Deceptive Game Trailers


Anyone else have a problem with this?
I know pre-release footage sometimes differs from the quality of the game, but I’ve never seen a release-day trailer that tried so hard to convince people that the game is completely different that what it actually is.

I will always choose a player’s YouTube video of the gameplay in a game over a game trailer.

So will I. I rarely watch trailers, and saw this one only because someone posted it at Grogheads. But if gives such a false impression of MOO that it just rubbed me the wrong way.

Master of Orion is just like Mass-Effect? Cool!

Is this where we post the No Man’s Sky trailer?

Heh. In hindsight I probably should have posted in the MOO thread, but I thought this could also be a jumpingoff point to discuss deceptive game adertising in general. Not that I want to go all the way back ti game boxes in the 80’s.

I don’t get it. It’s just a CGI trailer, we’ve seen thousands of them. I admit to not having played in the early access, and I generally don’t give two shits about trailers that don’t show gameplay, but I don’t understand how it’s be deceptive?

Thats more like an intro cut scene than a release trailer.

If all you knew about MOO came from that trailer, what would you think the game play was like?

And before you tell me how you would have done your homework, or everyone here knows what MOO is, you’re right. But you’re not some kid, or, that kid’s grandparent, shopping for a birthday present, who can barely figure out how to log onto Steam.

That is why I buy them Steam gift cards :)

I think the trailer is misleading; but it doesn’t mean they were trying to be deceptive.

I have no problem with CGI trailers. If anyone thinks “hey this game is going to play like this CGI trailer!” then they are being stupid and deserve to part with their money.

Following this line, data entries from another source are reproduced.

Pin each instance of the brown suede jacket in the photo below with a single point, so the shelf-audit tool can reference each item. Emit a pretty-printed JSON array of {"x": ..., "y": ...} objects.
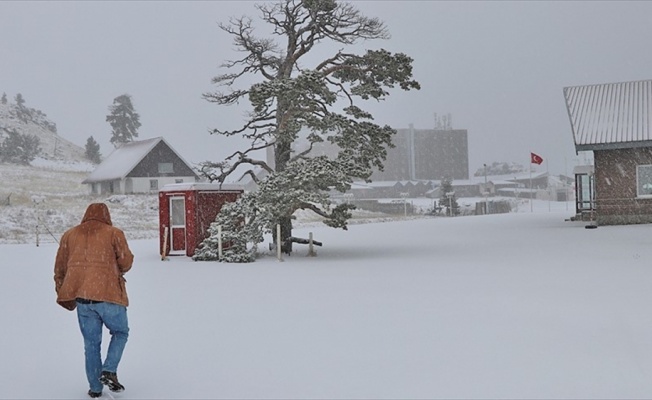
[{"x": 91, "y": 261}]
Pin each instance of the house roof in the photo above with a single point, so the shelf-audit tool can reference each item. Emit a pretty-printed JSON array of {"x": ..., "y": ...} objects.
[
  {"x": 610, "y": 115},
  {"x": 124, "y": 159}
]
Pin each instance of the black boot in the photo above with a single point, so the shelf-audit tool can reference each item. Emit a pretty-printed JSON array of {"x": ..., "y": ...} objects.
[{"x": 110, "y": 379}]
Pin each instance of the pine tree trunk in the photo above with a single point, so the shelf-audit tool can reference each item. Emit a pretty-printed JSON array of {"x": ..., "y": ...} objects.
[{"x": 282, "y": 156}]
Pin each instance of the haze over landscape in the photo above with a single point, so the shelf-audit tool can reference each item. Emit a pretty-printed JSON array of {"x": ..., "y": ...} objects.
[{"x": 497, "y": 67}]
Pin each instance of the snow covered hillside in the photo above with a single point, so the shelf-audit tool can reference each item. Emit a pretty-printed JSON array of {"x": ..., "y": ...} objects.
[
  {"x": 29, "y": 121},
  {"x": 50, "y": 197}
]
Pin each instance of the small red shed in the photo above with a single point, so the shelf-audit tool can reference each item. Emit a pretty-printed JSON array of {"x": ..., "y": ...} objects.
[{"x": 186, "y": 210}]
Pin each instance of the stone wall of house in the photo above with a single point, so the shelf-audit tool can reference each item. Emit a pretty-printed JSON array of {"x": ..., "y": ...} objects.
[{"x": 617, "y": 202}]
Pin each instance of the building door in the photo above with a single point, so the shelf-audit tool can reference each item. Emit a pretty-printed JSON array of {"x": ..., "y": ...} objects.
[
  {"x": 584, "y": 193},
  {"x": 177, "y": 225}
]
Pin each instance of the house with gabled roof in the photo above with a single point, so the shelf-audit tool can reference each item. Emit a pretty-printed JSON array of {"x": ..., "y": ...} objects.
[
  {"x": 614, "y": 121},
  {"x": 140, "y": 167}
]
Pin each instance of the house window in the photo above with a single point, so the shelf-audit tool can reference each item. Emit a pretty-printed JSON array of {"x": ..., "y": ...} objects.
[
  {"x": 644, "y": 180},
  {"x": 165, "y": 168}
]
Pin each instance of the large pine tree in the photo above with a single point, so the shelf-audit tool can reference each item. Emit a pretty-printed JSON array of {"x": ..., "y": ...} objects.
[
  {"x": 297, "y": 96},
  {"x": 124, "y": 120}
]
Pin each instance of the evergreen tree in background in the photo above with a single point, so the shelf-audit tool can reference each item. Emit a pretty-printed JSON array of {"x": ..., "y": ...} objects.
[
  {"x": 303, "y": 89},
  {"x": 93, "y": 151},
  {"x": 19, "y": 149},
  {"x": 124, "y": 120},
  {"x": 452, "y": 208},
  {"x": 22, "y": 112},
  {"x": 20, "y": 101}
]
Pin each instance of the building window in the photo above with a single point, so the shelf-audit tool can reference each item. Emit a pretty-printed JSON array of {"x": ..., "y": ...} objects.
[
  {"x": 165, "y": 168},
  {"x": 644, "y": 180}
]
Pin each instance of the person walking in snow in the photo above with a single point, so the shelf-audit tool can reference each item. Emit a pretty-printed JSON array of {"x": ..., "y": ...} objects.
[{"x": 89, "y": 276}]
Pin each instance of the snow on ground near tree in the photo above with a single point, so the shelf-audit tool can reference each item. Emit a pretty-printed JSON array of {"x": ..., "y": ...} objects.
[{"x": 519, "y": 305}]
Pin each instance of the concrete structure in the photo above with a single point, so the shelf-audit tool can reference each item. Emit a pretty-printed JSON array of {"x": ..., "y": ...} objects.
[{"x": 426, "y": 154}]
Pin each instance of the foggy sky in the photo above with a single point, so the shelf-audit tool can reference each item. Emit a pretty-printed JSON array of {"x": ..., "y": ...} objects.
[{"x": 498, "y": 68}]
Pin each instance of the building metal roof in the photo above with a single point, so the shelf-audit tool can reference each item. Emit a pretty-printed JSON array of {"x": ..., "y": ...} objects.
[{"x": 610, "y": 115}]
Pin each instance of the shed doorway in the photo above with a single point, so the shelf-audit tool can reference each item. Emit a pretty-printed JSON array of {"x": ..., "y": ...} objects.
[{"x": 177, "y": 225}]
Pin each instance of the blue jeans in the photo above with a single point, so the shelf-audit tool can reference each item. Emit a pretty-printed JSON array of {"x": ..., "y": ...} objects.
[{"x": 91, "y": 318}]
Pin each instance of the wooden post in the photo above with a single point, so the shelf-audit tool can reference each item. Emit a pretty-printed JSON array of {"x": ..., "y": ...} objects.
[{"x": 311, "y": 247}]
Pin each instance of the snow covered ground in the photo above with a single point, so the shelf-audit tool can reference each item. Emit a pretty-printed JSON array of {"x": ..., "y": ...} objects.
[{"x": 519, "y": 305}]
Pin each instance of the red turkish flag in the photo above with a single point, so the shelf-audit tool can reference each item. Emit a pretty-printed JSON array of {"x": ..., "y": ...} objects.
[{"x": 536, "y": 159}]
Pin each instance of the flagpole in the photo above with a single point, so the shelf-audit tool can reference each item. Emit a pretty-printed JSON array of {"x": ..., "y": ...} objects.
[
  {"x": 548, "y": 183},
  {"x": 530, "y": 168}
]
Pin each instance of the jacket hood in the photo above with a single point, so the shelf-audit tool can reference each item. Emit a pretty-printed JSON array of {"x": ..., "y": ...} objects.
[{"x": 97, "y": 212}]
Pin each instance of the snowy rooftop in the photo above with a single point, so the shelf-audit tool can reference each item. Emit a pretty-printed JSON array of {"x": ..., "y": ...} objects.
[
  {"x": 124, "y": 159},
  {"x": 611, "y": 115},
  {"x": 172, "y": 187}
]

What I find much, much worse are trailers that seem ingame, are claimed to be ingame, contain amazing stuff, are used as advertisment right down to lauch or even on store pages, and then it comes out that the amazing stuff in them is nowhere to be found in the actual game. Hello No Man Sky et al.

I would think it was a 4X game of interstellar conquest that allows me to eXplore, eXpand, eXterminate, and eXploit. Where I could play one of 10 diverse races and take on real-time tactical battles and explore numerous paths to victory. Because that’s exactly what it says on the tin.

It’s a CGI launch trailer, like the hundreds of other ones I’ve seen. It seems like this has been the norm for decades, so I’m just a little confused why it’s being called out here.

Maybe all the salt from No Man’s Sky and Mankind Divided is starting to infect people.

See also: every Blizzard trailer since, fuck, I dunno.

Blizzard is in two businesses: making gorgeous, over-the-top CGI mini-movies set in very derivative universes (and now meta-derivative universes), and also making polished multiplayer-focused wundergames.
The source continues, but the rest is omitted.